Taking everything into account, this case report shows that LIP is a consequence of immune-dysregulation in CVID, that is, Treg deficiency, narrow lymphocyte repertoire, and abnormal ability to respond to cytomegalovirus (CMV) antigens. It may be visualized by positron emission tomography (PET) and monitored by CMV-specific immune response, β2-microglobulin level, and IgM paraproteinaemia, but not by immunofixation and κ/λ ratio.

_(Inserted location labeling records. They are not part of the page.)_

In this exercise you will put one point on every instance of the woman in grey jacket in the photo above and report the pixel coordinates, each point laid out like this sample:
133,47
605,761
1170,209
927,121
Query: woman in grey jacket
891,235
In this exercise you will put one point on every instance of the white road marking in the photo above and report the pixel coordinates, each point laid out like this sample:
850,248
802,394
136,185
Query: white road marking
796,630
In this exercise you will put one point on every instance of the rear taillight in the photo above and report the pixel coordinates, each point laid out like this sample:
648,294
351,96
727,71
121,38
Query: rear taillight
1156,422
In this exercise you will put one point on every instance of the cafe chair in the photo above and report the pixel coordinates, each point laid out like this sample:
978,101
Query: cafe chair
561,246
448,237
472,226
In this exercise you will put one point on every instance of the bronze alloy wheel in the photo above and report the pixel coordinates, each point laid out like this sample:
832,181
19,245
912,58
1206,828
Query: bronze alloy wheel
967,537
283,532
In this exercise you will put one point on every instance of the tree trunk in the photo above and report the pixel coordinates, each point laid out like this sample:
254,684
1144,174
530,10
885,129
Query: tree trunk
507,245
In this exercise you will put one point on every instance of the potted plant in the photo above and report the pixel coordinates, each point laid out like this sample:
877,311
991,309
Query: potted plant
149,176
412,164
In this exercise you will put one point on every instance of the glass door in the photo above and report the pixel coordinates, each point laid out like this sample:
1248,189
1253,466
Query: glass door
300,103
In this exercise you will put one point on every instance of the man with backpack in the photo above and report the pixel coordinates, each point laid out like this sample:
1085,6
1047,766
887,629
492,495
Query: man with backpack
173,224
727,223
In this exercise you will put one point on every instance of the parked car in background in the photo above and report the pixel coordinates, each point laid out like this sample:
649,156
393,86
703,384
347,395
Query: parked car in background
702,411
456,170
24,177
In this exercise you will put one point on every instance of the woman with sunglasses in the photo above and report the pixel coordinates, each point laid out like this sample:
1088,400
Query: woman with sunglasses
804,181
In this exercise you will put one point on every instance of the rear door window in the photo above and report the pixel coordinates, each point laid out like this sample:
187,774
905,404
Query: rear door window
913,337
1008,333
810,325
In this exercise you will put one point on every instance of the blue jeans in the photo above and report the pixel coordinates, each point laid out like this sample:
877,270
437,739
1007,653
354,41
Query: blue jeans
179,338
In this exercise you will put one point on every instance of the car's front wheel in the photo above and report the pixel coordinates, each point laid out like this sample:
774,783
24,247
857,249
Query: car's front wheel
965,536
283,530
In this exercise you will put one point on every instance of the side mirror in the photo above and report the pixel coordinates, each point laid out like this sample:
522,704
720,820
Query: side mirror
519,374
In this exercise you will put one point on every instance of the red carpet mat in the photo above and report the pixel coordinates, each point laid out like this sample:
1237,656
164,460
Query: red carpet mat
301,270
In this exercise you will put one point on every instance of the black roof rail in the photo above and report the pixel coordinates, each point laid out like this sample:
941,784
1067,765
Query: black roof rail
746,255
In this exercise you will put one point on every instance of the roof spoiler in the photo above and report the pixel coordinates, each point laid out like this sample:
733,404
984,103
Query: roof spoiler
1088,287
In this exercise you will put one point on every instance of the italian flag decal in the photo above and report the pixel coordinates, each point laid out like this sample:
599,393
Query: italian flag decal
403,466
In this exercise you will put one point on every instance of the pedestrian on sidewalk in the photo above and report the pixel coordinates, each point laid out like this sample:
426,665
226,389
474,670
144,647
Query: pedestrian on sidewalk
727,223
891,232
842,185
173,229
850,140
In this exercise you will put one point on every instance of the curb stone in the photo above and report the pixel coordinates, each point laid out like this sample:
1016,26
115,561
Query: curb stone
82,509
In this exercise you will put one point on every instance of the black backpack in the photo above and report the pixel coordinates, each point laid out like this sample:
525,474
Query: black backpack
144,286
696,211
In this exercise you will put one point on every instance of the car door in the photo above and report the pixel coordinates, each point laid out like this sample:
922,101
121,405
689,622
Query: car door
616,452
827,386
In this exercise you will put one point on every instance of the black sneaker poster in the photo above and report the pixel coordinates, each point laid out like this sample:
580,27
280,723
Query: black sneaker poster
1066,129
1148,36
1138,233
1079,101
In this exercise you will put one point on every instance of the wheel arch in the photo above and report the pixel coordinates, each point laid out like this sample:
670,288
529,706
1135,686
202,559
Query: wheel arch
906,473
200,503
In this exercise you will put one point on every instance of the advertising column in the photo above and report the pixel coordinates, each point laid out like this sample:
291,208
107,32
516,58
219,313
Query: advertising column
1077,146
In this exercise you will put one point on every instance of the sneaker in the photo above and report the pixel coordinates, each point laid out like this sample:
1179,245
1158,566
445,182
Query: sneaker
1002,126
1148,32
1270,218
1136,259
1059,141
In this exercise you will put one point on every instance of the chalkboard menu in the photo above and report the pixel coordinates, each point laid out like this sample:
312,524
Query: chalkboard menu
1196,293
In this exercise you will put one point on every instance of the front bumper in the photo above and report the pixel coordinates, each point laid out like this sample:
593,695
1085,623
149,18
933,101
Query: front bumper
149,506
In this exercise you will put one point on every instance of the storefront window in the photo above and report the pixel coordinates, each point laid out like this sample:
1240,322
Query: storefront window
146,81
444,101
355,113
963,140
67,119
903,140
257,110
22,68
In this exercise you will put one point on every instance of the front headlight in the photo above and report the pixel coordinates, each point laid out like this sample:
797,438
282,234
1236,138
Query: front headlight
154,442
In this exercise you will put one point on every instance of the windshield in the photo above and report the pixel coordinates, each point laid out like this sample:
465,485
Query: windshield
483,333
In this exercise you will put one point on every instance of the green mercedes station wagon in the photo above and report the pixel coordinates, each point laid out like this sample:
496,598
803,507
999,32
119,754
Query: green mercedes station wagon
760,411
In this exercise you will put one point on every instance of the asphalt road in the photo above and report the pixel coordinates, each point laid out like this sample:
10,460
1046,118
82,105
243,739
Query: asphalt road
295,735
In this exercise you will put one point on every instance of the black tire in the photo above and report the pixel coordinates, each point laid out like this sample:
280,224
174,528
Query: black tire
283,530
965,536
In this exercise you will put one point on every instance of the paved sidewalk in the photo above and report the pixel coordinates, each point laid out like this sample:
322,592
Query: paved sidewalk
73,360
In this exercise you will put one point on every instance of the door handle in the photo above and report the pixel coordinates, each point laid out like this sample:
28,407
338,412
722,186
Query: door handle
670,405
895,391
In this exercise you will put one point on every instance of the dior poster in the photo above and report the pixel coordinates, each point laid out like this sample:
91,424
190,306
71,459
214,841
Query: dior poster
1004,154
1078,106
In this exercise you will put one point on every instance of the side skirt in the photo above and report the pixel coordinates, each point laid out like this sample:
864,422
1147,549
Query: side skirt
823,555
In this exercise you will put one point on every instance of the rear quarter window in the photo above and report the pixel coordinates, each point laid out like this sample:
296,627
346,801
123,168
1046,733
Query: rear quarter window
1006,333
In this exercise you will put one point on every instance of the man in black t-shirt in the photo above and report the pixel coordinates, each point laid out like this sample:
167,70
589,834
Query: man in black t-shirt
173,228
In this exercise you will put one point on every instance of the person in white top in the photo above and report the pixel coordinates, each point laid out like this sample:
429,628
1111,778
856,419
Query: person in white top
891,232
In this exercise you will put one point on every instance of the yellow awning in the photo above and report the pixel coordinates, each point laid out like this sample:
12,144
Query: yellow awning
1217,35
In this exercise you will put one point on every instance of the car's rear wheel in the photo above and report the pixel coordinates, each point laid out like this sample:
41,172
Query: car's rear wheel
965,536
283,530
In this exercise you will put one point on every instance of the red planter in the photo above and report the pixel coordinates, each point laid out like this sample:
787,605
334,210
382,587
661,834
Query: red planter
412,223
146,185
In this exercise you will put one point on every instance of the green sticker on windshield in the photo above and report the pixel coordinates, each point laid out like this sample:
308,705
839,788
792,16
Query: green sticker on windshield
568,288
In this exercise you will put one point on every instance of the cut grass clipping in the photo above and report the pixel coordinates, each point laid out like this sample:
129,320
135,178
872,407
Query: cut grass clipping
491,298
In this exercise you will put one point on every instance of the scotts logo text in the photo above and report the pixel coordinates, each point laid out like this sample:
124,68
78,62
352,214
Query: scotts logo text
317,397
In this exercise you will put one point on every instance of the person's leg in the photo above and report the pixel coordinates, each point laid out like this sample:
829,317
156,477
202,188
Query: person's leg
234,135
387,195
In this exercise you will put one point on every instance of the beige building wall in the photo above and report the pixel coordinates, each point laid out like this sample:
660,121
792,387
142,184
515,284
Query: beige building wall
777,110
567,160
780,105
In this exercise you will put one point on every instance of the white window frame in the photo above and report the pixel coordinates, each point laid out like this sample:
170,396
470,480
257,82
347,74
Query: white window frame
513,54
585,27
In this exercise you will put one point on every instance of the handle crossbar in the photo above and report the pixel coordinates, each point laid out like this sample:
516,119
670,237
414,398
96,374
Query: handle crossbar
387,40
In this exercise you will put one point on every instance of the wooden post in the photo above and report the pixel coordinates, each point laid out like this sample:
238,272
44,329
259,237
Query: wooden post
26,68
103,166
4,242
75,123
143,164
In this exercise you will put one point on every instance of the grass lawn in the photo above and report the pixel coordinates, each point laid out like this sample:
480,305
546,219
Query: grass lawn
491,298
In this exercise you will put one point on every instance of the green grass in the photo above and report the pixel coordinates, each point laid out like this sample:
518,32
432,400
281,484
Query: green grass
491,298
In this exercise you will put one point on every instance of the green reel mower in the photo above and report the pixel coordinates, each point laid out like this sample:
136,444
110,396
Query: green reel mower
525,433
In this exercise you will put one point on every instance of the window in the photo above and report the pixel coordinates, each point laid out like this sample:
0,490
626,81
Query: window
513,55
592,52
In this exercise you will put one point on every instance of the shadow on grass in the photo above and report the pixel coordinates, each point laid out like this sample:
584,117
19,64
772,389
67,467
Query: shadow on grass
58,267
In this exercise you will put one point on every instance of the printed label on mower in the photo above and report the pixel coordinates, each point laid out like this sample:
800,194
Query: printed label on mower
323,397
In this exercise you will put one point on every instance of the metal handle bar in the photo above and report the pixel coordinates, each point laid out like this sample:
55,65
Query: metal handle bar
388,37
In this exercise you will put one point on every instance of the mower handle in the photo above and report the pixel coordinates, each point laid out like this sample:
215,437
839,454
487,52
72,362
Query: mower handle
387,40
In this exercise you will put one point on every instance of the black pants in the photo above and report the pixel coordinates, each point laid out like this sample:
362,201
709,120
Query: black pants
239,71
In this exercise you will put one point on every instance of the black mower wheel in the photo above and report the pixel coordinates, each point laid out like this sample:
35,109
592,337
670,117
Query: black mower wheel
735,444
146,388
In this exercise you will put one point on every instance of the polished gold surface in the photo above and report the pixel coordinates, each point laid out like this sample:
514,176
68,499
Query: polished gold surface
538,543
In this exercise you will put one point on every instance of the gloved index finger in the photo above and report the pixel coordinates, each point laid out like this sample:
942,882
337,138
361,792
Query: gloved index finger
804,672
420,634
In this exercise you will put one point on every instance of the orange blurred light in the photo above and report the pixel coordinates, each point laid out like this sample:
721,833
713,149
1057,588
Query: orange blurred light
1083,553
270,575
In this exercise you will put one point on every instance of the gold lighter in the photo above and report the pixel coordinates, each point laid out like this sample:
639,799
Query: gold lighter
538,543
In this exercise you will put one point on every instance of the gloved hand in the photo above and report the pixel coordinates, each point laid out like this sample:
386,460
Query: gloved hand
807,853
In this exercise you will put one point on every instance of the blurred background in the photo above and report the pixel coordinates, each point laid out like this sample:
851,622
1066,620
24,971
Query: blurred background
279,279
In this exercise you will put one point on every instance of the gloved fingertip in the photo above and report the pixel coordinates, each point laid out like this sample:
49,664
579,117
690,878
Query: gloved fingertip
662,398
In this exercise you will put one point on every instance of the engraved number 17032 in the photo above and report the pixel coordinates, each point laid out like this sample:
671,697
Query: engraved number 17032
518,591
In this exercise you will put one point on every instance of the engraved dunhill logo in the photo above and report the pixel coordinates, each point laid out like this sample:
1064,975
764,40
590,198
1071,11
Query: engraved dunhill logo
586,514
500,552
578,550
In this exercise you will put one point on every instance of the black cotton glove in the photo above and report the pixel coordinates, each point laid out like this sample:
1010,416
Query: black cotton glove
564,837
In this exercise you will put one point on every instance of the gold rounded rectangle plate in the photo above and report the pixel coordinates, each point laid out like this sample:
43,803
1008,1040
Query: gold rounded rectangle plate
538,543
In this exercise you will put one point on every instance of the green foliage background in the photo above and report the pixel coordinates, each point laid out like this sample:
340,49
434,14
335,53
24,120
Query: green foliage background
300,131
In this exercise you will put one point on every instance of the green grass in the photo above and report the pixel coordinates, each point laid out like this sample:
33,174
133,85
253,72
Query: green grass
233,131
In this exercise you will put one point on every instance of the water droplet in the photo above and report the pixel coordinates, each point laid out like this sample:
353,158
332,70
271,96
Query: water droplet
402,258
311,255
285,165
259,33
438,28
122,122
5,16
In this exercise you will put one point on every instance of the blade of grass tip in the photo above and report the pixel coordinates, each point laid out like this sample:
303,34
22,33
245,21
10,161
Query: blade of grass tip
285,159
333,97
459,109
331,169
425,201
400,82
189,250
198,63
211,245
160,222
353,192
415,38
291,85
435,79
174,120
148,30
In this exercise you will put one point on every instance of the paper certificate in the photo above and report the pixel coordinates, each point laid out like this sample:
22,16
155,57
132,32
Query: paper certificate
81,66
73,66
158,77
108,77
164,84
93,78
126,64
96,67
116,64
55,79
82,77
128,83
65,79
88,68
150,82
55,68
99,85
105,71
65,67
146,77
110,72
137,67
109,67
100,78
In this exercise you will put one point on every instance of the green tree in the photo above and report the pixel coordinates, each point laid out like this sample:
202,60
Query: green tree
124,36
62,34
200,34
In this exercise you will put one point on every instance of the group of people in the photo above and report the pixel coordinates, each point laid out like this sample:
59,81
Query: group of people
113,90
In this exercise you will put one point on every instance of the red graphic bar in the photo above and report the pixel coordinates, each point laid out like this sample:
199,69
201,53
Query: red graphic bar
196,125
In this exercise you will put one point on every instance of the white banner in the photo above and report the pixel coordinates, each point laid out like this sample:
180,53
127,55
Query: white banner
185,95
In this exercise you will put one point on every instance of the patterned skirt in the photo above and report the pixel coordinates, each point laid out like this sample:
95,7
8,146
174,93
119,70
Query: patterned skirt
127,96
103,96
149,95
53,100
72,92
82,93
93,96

淋巴样间质性肺炎(LIP)是一种罕见疾病,其特征为肺泡间质和肺泡腔出现淋巴细胞浸润,有时被归类为一种克隆性淋巴细胞增殖性疾病(LPD),在免疫调节异常的患者中患病率较高。虽然黏膜相关淋巴组织(MALT)淋巴瘤的发生与感染因子的关联已得到充分描述,但LIP的情况并非如此。通过直接检测微生物来证明感染病因的尝试均告失败,但与对机会性感染因子的非典型特异性免疫反应的关联尚未得到研究。
我们对主要由常见可变免疫缺陷(CVID)引起的LIP患者进行了临床、生化和免疫学分析,这些患者免疫球蛋白M(IgM)水平正常,因免疫调节异常而具有轻度感染病程。13岁时观察到多个结节及实变区域,经组织学检查确诊为LIP。疾病进展伴有巨大脾肿大(17→27厘米)、淋巴结病及软组织浸润,同时标准化摄取值较高(SUV为3.1 - 5.2)、调节性T细胞减少(CD4 + 25FoxP3 + 水平为0.02%,即每100微升8个细胞)、寡克隆丙种球蛋白病:10年后观察到非常高的IgM(3340毫克/分升)和β2微球蛋白(18.8毫克/升)水平。在体液和细胞区室观察到免疫反应极化——Th和Tc依赖性:10.8%的淋巴细胞是CD8高 + CMV pp65 - 五聚体阳性细胞(未观察到爱泼斯坦 - 巴尔病毒特异性)。特异性免疫反应极化与阴性免疫固定、轻链κ/λ = 2.84以及狭窄但非单克隆的T细胞受体(TCR)/B细胞受体(BCR)库相关。
综合考虑所有因素,本病例报告表明LIP是CVID中免疫调节异常的结果,即调节性T细胞缺乏、淋巴细胞库狭窄以及对巨细胞病毒(CMV)抗原的异常反应能力。它可以通过正电子发射断层扫描(PET)可视化,并通过CMV特异性免疫反应、β2微球蛋白水平和IgM副蛋白血症进行监测,但不能通过免疫固定和κ/λ比值进行监测。